1 diciembre,2022 5:12 am

Monumental baño de pueblo

Humberto Musacchio

 

Del despliegue oficialista del pasado domingo, hay varios aspectos que destacar en favor de Andrés Manuel López Obrador. Uno es su extraordinaria resistencia, pues no es poca cosa caminar entre empujones durante seis horas y media y todavía leer en el Zócalo, durante hora y media, con la enjundia propia del agitador, un discurso que fue aplaudido, coreado y celebrado por decenas de miles de personas.

Esa enjundia verbal del agitador de masas que ha sido Andrés Manuel López Obrador, contrasta en forma contundente con el nembutálico e inconexo parlar de las mañaneras, que mejorarían sustancialmente si se limitaran a la lectura de un texto bien elaborado.

En la marcha dominguera participaron por mera convicción, personas y personajes que esperaron durante décadas un cambio de régimen que no acaba de definirse, por más que ahora adopte como doctrina algo que el Presidente definió como “humanismo mexicano”, que a diferencia del humanismo a secas, reconoce no los más altos valores de la persona, sino únicamente de los nacidos en este país.

Junto a los convencidos ideológica o políticamente, marcharon ¡los charros del SNTE!, muchos beneficiarios de las pensiones, así como funcionarios y empleados menores de la administración federal y de los gobiernos estatales que hoy están en manos de Morena, protopartido que movilizó exitosamente a sus bases, pues como dijo alguna vez Cuauhtémoc Cárdenas, en la movilización de masas gana quien tiene la zanahoria más grande, dicho sea sin albur.

Se trataba de mostrar el músculo político, pues la manifestación de hace dos semanas en favor del INE era una espina clavada en el ego de YSQ, que descalificó e insultó de mil maneras a los participantes, quienes en su inmensa mayoría marcharon espontáneamente, y adjudicó todo el mérito de la movilización de Claudio X. González, quien brincos diera por tener esa capacidad de convocatoria.

La marcha del pasado domingo fue una respuesta del orgullo herido, mismo que recibió la bendición de miles de manos amigas, la generosa medicina del aplauso y de las porras, el contacto vivificador de quienes se acercaban a saludar al tlatoani, a tomarse la selfie, a pedir un autógrafo o simplemente a ver al líder y, de ser posible, ser visto por él.

No hay en México antecedente de esa indudable atracción que ejerce un líder político. Ningún presidente de la República se atrevería a mezclarse con la masa en la forma desenfadada en que lo hizo López Obrador a lo largo de la marcha, pues es un líder admirado y venerado por sus fieles. Ni hablar.

Sin embargo, tal despliegue de popularidad tiene sus riesgos, pues durante seis horas y media el Ejecutivo caminó estrujado de forma inclemente, en medio de un interminable jaloneo, de empujones y zarandeos… El líder olvidó que su persona no le pertenece, pues se debe no a sus seguidores, sino a la nación mientras porte la investidura presidencial. Rebasado como fue el cuerpo de seguridad, es inimaginable el daño que se hubiera causado a las instituciones si en la multitud incontenible se hubiera colado un resentido con ansia de desquite, un asesino pagado por algún conservador y neoliberal o alguien simplemente deseoso de ganar esa fama que en mala hora consiguen los magnicidas.
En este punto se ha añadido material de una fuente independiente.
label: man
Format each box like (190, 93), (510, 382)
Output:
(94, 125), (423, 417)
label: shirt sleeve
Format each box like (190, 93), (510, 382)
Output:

Esperemos que la salud presidencial no resienta las horas de caminata y la enfática lectura del discurso. Igualmente, con el paso de las semanas se sabrá si valió la pena el inmenso gasto ocasionado por las tortas, los chescos y los inevitables pagos a los acarreados, porque los métodos priistas pueden ser eficaces, pero no gratuitos.

Pese a la abrumadora propaganda que invitaba a la marcha, desplegada –en forma anticonstitucional, dice la Asociación Mexicana de Derecho a la Información Amedi– sobre todo en radio y TV oficiales, será difícil cuantificar la asistencia, pues la duración de la jornada propició que muchos participantes se retiraran a lo largo de la caminata, sobre todo después de cruzar Insurgentes, cuando se podía ver al Presidente siempre en medio de un tumulto, pero con la calle semivacía. Al final, el Zócalo no estuvo lleno durante el discurso, lo que, como es esperable, no impide presentar todo como un éxito incontrastable, porque en la política no hay línea divisoria entre verdad y mentira.